Любовь и Рим | страница 31
— Элиар! — В ее голосе звенели слезы радости и боли. — Элиар!
Превозмогая себя, Ливия изобразила улыбку и протянула одному из солдат несколько денариев.
— Позвольте им поговорить!
Охранник неохотно согласился, и тогда Ливия сказала рабыне:
— Надеюсь, ты найдешь дорогу домой? Давай корзину, я ее донесу.
— Благодарю тебя, госпожа, — отвечала Тарсия, и в ее голосе звучала та неподдельная преданность, которую, равно как искренность сердца, не купишь ни за какие деньги.
Гречанка побежала за своим галлом, они что-то кричали друг другу, а Ливия стояла, провожая их взглядом, — нищих, несвободных, с искалеченной душою людей, которые были рады тому, что им вновь довелось повидаться и даже переброситься парой фраз.
Потом она повернулась и пошла прочь, глубоко задумавшись и позабыв обо всем на свете. Она так увлеклась своими мыслями, что не заметила, как очутилась на самом краю тротуара. Ее сильно толкнули, и девушка упала бы вниз, прямо под колеса огромной повозки, если б не какой-то мужчина в тоге, схвативший ее за локоть.
— Осторожнее! — воскликнул он, невольно прижав ее к себе.
Ливия молча кивнула, глядя на него словно бы сквозь туман, полумертвая от испуга. Ее колени подгибались, а сердце стучало как бешеное. Потом туман рассеялся, и девушка осознала, что перед нею стоит кто-то знакомый.
В следующую секунду ей чуть вновь не стало дурно, потому что это был… Гай Эмилий Лонг.
— Все хорошо? — спросил он, глядя на нее своими блестящими, темными, словно спелые оливки, глазами.
— Да, — пролепетала Ливия.
— Я заметил тебя в толпе, одну, идущую неведомо куда, и пошел следом, — признался Гай Эмилий.

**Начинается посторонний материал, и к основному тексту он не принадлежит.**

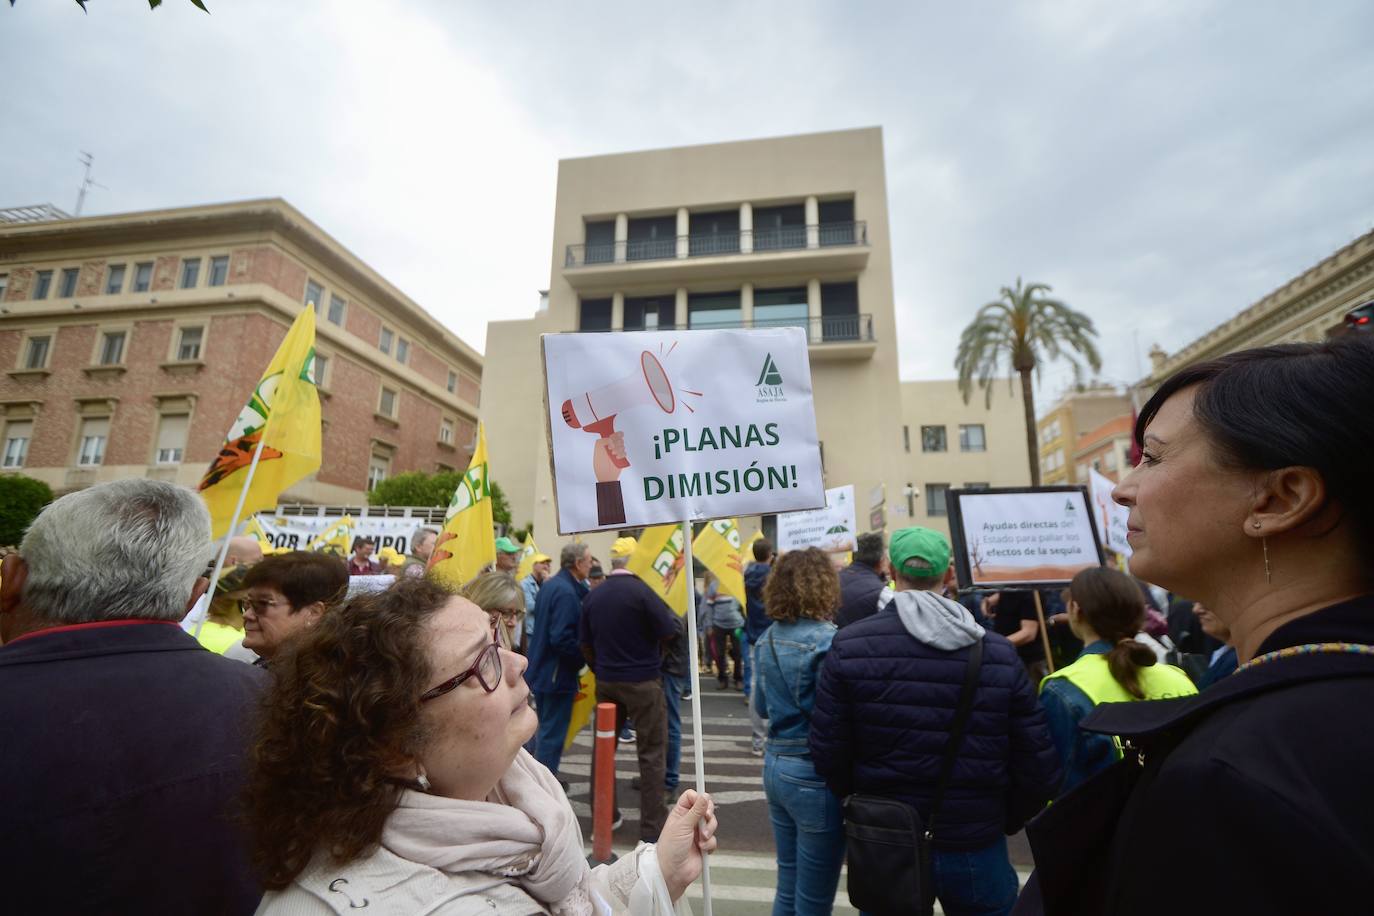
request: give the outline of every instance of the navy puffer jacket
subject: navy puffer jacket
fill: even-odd
[[[890,609],[840,630],[811,712],[811,758],[831,791],[895,798],[928,819],[967,665],[968,649],[942,652],[918,642]],[[1015,833],[1059,780],[1026,669],[1015,647],[989,632],[934,845],[981,849]]]

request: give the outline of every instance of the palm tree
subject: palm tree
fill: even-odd
[[[1102,358],[1093,340],[1097,329],[1082,312],[1076,312],[1046,294],[1044,283],[1002,287],[1001,295],[978,310],[959,338],[954,357],[959,370],[959,393],[967,404],[973,383],[987,393],[992,403],[992,382],[1006,371],[1005,365],[1021,376],[1021,403],[1026,414],[1026,457],[1030,461],[1031,484],[1040,486],[1040,454],[1035,435],[1035,391],[1031,373],[1039,378],[1040,365],[1066,359],[1073,366],[1074,379],[1081,381],[1086,361],[1094,372],[1102,368]]]

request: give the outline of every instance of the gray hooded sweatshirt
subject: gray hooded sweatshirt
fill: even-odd
[[[971,646],[983,638],[983,628],[957,601],[934,592],[894,592],[892,608],[902,618],[906,631],[932,649],[949,652]],[[878,610],[886,610],[879,603]]]

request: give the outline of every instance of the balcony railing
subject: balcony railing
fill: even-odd
[[[628,261],[670,261],[678,258],[720,257],[867,244],[868,223],[858,220],[848,223],[681,235],[668,239],[631,239],[625,242],[569,245],[563,266],[587,267]]]
[[[873,343],[873,316],[861,315],[823,315],[819,318],[763,318],[753,321],[710,321],[710,313],[701,317],[691,326],[694,331],[718,331],[737,328],[802,328],[806,331],[806,342],[820,343]],[[685,331],[671,324],[660,324],[653,328],[603,328],[599,332],[618,331]]]

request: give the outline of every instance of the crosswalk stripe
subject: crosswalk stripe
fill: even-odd
[[[715,764],[713,763],[713,764],[712,764],[712,767],[711,767],[711,768],[708,768],[707,771],[706,771],[706,778],[707,778],[708,784],[719,785],[719,784],[722,784],[722,783],[723,783],[723,784],[728,785],[728,786],[762,786],[762,785],[763,785],[763,773],[762,773],[762,772],[750,773],[750,774],[746,774],[746,775],[744,775],[744,776],[735,776],[735,775],[733,775],[733,774],[716,773],[714,767],[715,767]],[[565,776],[565,777],[568,776],[568,775],[572,775],[572,776],[590,776],[590,775],[592,775],[592,767],[591,767],[591,764],[588,764],[588,763],[565,763],[565,764],[563,764],[562,766],[560,766],[560,767],[558,768],[558,772],[559,772],[560,775]],[[638,776],[638,775],[639,775],[639,770],[616,770],[616,771],[615,771],[615,778],[616,778],[616,779],[623,779],[623,780],[627,780],[627,781],[628,781],[628,780],[631,780],[631,779],[634,779],[634,778],[635,778],[636,776]],[[687,781],[690,782],[691,780],[687,780]],[[584,783],[573,783],[573,785],[584,785]]]

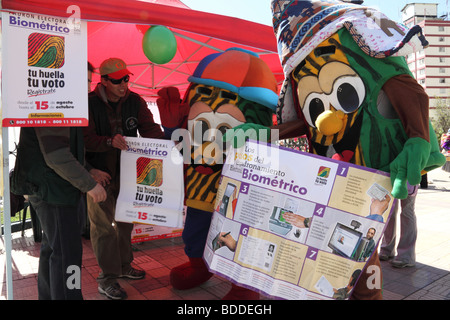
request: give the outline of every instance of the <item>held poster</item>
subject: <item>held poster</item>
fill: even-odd
[[[248,141],[227,154],[203,257],[268,296],[347,299],[393,211],[390,191],[385,172]]]
[[[186,207],[183,207],[183,227],[186,219]],[[131,232],[131,243],[181,237],[183,227],[172,228],[149,224],[135,224]]]
[[[131,243],[181,237],[183,228],[161,227],[148,224],[135,224],[131,232]]]
[[[183,158],[170,140],[125,137],[117,221],[183,227]]]
[[[87,126],[87,25],[2,12],[2,125]]]

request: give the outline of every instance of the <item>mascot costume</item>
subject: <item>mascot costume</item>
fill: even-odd
[[[262,59],[247,50],[232,48],[206,56],[188,80],[183,101],[173,87],[161,89],[157,100],[165,132],[187,128],[191,136],[182,235],[189,261],[170,273],[172,286],[180,290],[196,287],[212,276],[202,257],[225,159],[223,141],[246,134],[248,129],[270,132],[278,101],[275,76]],[[182,115],[186,115],[184,120]],[[232,284],[223,299],[258,298],[259,294]]]
[[[362,2],[272,0],[285,74],[280,138],[306,134],[314,154],[389,172],[392,196],[404,199],[407,183],[444,163],[428,96],[404,58],[427,41],[419,26],[408,30]],[[376,250],[368,265],[381,270]],[[352,299],[381,299],[381,288],[367,286],[369,270]]]

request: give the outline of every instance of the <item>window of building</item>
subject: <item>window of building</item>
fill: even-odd
[[[445,47],[439,47],[439,52],[445,52]]]
[[[439,68],[439,73],[445,73],[445,69],[444,68]]]
[[[439,32],[443,32],[444,31],[444,27],[443,26],[439,26]]]
[[[445,83],[445,78],[440,78],[439,83]]]
[[[439,42],[444,42],[445,38],[444,37],[439,37]]]
[[[439,62],[440,62],[440,63],[445,63],[445,58],[440,57],[440,58],[439,58]]]

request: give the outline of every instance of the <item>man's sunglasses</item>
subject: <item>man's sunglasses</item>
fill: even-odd
[[[107,77],[106,79],[108,79],[109,81],[111,81],[112,84],[121,84],[122,81],[125,81],[125,83],[128,82],[128,81],[130,81],[130,76],[129,76],[129,75],[126,75],[125,77],[120,78],[120,79],[111,79],[110,77]]]

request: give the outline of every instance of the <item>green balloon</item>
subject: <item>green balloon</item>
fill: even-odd
[[[167,27],[152,26],[144,34],[142,50],[151,62],[164,64],[177,53],[177,40]]]

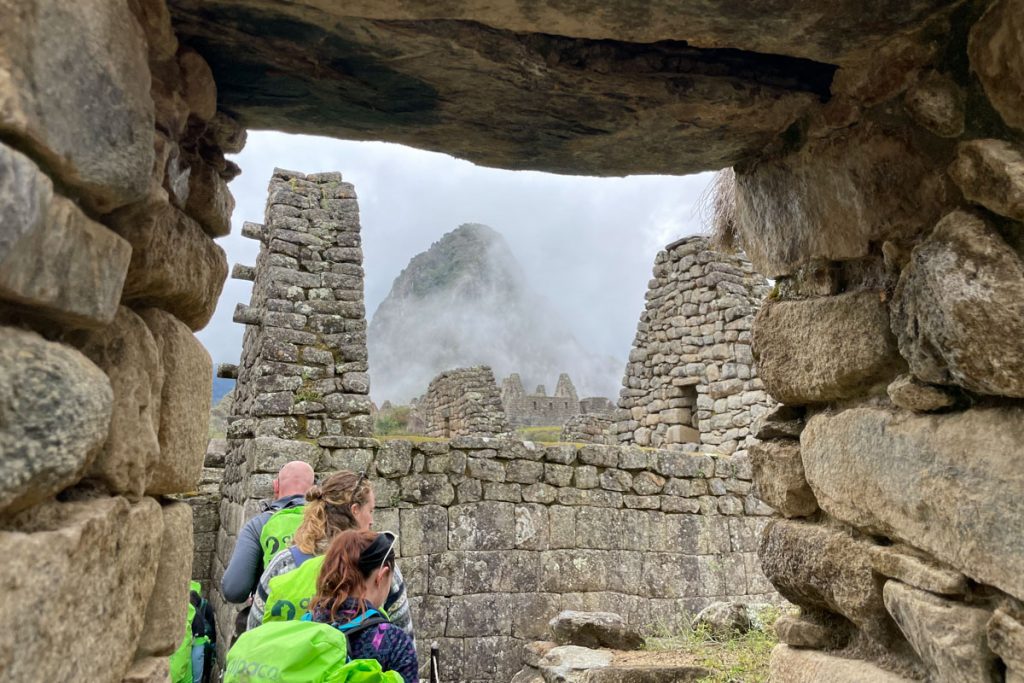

— Я шла домой, — сказала она.
— Без сопровождения?
— Мне пришлось отпустить рабыню.
— Я провожу тебя, Ливия Альбина, — решительно произнес он. — Девушка не может ходить одна по улицам Рима!
«С почти незнакомым мужчиной — тоже», — подумала Ливия, однако не возразила.
Гай Эмилий отвел девушку от края тротуара и молча взял у нее корзину.
— Я должен извиниться перед тобой, — сказал он после неловкой паузы. — Я был резок с твоим отцом, но тебя не хотел обидеть.
— Ты ничем меня не обидел.
Они пошли по улице, мимо сверкающих от солнца зданий, солнца, казалось, превращавшего булыжники в мрамор, а гравий — в алмазный песок.
— Как ты меня узнал? — удивленно спросила Ливия, преодолевая неловкость.
Он улыбнулся, и словно бы поток света хлынул в душу Ливии, сметая ложные преграды, озаряя каждый потаенный уголок; ее собственный внутренний свет и идущий извне, — в преломлении этих чудесных лучей рождалось некое новое понимание жизни и поступков людей, их мук и сомнений, грез и надежд. Сейчас она не думала и не вспоминала о том, что прежде так возмущало ее в Гае Эмилии: ни о его связи с Амеаной, ни о презрительных фразах, брошенных отцу, ни о насмешливости в разговоре с Сервием Понцианом. Ей просто нравилось идти рядом с ним, а остальное не имело значения.